Revealing the most primitive and biased methods employed by some external agencies to provide economic forecasts for countries, Dr. Chandranath Amarasekara, Director of Economic Research at the Central Bank said, these agencies appeared to have assumed the 2019 economic performance as the base-case for their economic forecasts for 2020 and beyond.

Despite the pandemic-induced economic damage, Sri Lanka is expected to achieve an impaired growth of 1.5 percent as Central Bank expects a faster ‘V’ shaped recovery from the second half of the year, initially supported by the domestic demand and later by the global economic recovery. 


“Our expectation was that compared to the 4.5 percent growth projected for Sri Lanka at the beginning of the year, the growth would be 3 percentage points less in 2020 due to the damage caused by the virus,” said Dr.

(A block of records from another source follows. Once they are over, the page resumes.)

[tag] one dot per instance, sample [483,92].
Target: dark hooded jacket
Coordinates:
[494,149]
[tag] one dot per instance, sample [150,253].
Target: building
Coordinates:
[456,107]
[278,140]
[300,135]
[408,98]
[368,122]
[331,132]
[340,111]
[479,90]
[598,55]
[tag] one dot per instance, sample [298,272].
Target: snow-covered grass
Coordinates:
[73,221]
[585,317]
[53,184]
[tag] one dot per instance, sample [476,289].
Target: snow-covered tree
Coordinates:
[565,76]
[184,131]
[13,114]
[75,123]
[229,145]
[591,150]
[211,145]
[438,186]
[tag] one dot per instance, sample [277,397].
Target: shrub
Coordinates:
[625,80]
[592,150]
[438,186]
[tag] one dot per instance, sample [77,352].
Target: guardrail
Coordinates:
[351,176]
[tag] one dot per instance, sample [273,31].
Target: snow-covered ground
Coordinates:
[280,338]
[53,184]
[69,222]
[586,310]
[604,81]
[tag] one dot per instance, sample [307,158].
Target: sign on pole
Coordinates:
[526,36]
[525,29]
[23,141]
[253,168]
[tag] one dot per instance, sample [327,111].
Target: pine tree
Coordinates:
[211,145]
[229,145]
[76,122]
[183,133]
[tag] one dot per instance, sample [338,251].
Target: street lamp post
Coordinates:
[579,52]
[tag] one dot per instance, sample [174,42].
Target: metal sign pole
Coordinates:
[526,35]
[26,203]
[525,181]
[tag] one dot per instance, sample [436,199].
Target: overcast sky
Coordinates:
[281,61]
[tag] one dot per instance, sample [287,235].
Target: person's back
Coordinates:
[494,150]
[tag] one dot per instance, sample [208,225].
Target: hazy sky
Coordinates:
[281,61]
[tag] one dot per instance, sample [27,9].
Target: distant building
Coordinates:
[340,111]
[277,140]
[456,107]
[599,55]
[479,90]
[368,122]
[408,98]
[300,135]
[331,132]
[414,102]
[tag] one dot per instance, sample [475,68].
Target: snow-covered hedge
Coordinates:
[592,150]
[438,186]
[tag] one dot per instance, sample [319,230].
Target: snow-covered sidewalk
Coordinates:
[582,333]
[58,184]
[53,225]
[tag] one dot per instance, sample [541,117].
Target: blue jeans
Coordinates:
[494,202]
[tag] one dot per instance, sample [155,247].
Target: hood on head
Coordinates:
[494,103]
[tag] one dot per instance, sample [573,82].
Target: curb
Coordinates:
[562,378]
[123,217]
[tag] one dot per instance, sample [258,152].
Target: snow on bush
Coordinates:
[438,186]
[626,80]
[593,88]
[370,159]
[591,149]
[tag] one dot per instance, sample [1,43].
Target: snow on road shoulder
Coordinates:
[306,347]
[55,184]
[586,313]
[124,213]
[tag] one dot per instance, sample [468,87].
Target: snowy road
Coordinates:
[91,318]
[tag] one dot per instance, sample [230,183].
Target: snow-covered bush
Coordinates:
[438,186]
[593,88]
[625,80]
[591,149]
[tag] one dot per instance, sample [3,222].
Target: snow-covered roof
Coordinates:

Amarasekara explaining the rationale for the revised growth projections for 2020. 


“I think what the IMF and other external agencies have done is they have taken the 2.3 percent growth in 2019 as the baseline and taken a cut on to that growth rate,” he said speaking at a recent webinar on the state of the Sri Lankan economy. 


However, he doesn’t think assuming 2019 as the baseline to arrive at 2020 projections is an appropriate method given the scale and the origins of the incidents which led to the economic pains in 2019 and 2020. 


In 2019, Sri Lanka’s growth slowed to 2.3 percent, lowest since 2001 as the economy was beset by the Easter Sunday attacks and it heightened policy and political uncertainty—both of which were domestic malaises as opposed to the pandemic, which is a global crisis.


“So, we don’t think 2019 could be a good base to project 2020 growth,” Dr. Amarasekara noted. 


“We have been always arguing that Sri Lanka was less integrated with the global economy. So, if we take that argument as correct, and we have seen domestic economic activities - investments and consumption - have been driving Sri Lanka’s growth in the past as well. 


When we look at all these, what we see is that, there can only be a contraction, if at all, in the second quarter because of nearly two months of lockdowns. And we expect that there will be a revival in the domestic economic activities after the elections and after the budget, and that will help Sri Lanka to achieve a positive growth definitely,” he added.   


Fitch Ratings has forecast 1.0 percent contraction in the Sri Lankan economy and downgraded the sovereign to ‘B-‘ citing that the pandemic could exacerbate the already rising public and external debt sustainability challenges, following the tax cuts late last year. 


Despite the tax cuts being vehemently berated by all these external agencies, they proved effective and stoked economic activity in the first two and a half months of the year before things came to a grinding halt due to the pandemic. 


After consecutive quarters of weak earnings, listed corproates reported relatively strong earnings in the March quarter. Consumer spending was on an upswing while private sector credit, which stayed stubbornly low, surged demonstrating the newfound confidence in the economy.